Donc ce n’est pas le même type de dépense mais ça reste de la forte dépense.
Concernant les actifs du Japon il faudra me renseigner mais ces chiffres m’ont l’air trop gros pour être vrais, il y a forcément un couac…Un peu comme les russes quand on dit qu’ils ont encore 400 milliards de $ de réserves, mais en oubliant que près de 200 milliards ne peuvent pas être dépensés car liés aux retraites et autres actifs non vendables dans l’immédiat.
Je me permettrai de faire quelques correctifs à vos affirmations. La dette japonaise, détenue essentiellement par les Japonais (fonds de pension, comptes d’épargne en bons du trésor, etc en grande partie gérés par Japan Post) n’est pas cessible. les droits de succession sont tels que cette dette s’évanouira dans une génération tout au plus … Deuxième constat, je discute régulièrement avec des Japonais (anglophones) et ils détestent Shinzo Abe parce qu’il a osé bousculer l’immobilisme incroyable de ce pays attaché à des traditions séculaires … et pourtant ils ont encore voté pour lui à l’automne dernier ! Enfin, la chute du yen sur les marchés était un des objectifs de Abe. La chute des cours du pétrole et du gaz naturel (naviguez dans la baie de Tokyo, ce que j’ai fait il y a trois semaines, il y a d’immenses navires avec 4 sphères de gaz naturel liquéfié qui attendent de décharger) va certainement être favorable à la reprise économique. Enfin, les Japonais se sont finalement rendu compte qu’ils étaient des privilégiés dans le monde avec une TVA à 5 % et inexistante sur les produits alimentaires. Allez demander au gouvernement français de réduire la TVA à ne serait-ce que 8 %, l’Etat serait immédiatement en faillite !
Maintenant en ce qui concerne l’article lui-même, j’ai noté ceci « Quatre ans plus tard, le réveil est difficile. Dès 2011 la perte de PIB est de 0,5 %. Puis une faible croissance en 2012 et 2013 (1,8 % et 1,5 %) « , on se demande si le grand tremblement de terre du Kanto du 11 mars 2011 n’a pas tout simplement été occulté par les analystes pour tenter d’enfoncer encore plus Shinzo Abe pour lequel j’ai un profond respect …
(Depuis Ogasawara Village)
Il commence à se murmurer dans les milieux autorisés à penser (merci Coluche) que le QE de SuperMariole risque de rencontrer quelques menues difficultés.
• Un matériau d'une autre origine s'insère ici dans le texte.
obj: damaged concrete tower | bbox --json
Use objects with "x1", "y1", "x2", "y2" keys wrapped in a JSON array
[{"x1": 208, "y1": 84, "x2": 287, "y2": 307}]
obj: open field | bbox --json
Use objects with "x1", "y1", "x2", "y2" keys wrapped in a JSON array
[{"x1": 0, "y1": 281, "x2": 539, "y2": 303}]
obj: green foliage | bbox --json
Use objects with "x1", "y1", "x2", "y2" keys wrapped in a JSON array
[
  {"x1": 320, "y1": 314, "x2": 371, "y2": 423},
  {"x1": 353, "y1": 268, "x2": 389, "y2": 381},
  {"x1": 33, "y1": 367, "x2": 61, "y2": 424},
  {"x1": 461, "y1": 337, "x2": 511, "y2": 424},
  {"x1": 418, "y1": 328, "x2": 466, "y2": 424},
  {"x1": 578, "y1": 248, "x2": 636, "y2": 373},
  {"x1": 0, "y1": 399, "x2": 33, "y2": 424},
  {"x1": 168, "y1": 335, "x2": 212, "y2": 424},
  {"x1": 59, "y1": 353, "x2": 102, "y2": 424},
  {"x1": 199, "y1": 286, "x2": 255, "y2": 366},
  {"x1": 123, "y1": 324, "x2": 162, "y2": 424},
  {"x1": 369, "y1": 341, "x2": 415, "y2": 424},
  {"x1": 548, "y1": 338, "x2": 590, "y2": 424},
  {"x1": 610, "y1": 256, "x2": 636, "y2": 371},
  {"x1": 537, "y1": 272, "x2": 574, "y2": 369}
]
Oh, rien de grave pour l’instant, mais outre l’hypothèque que la fragmentation des achats entre les diverses banques centrales nationales fait légitimement peser sur l’avenir de l’euro, sans parler du raz-le-bol de plus en plus palpable chez les Allemands et les autres pays correctement gérés, quelques institutions financières européennes hésiteraient à jouer le jeu de ce qui n’est rien d’autre qu’un financement direct par la banque centrale des Etats obèses impécunieux et assoiffés de fric gratuit. En effet, troquer les bons publics soi-disant sans risque mais surtout légalement sans contrepartie d’équilibre de bilan, contre des actifs risqués nécessitant des montagnes de capitaux propres, ne séduirait finalement pas grand monde, surtout en l’absence de clientèle privée pour acheter de nouveaux crédits, même à prix soldé (taux faibles). L’hésitation est d’autant plus forte que les taux faibles entraînent à la baisse les profits des institutions financières. Profitabilité en chute libre, hausse inconsidérée du risque (légal) : dans ces conditions, que viendraient-elles faire dans cette galère ? Ramer sans doute, mais vers quel avenir ? Alors, si le QE ne rencontre pas le succès escompté, que restera-t-il de la crédibilité de la banque centrale et de ses engagements à sauver l’euro à tout prix ? Si jamais sauver l’euro à tout prix devient aux yeux des investisseurs sauver l’euro n’importe comment, ça va danser la gigue sur les marchés depuis longtemps surévalués, tout là-haut, en orbite haute. On se demande comment les boucliers thermiques des portefeuilles des investisseurs résisteront à la prochaine rentrée dans l’atmosphère.
Eh oui, la monnaie est comme l’eau : indispensable à la vie mais son excès tue aussi sûrement que son absence, jusque et y compris une banque centrale piégée par ses promesses d’ivrogne.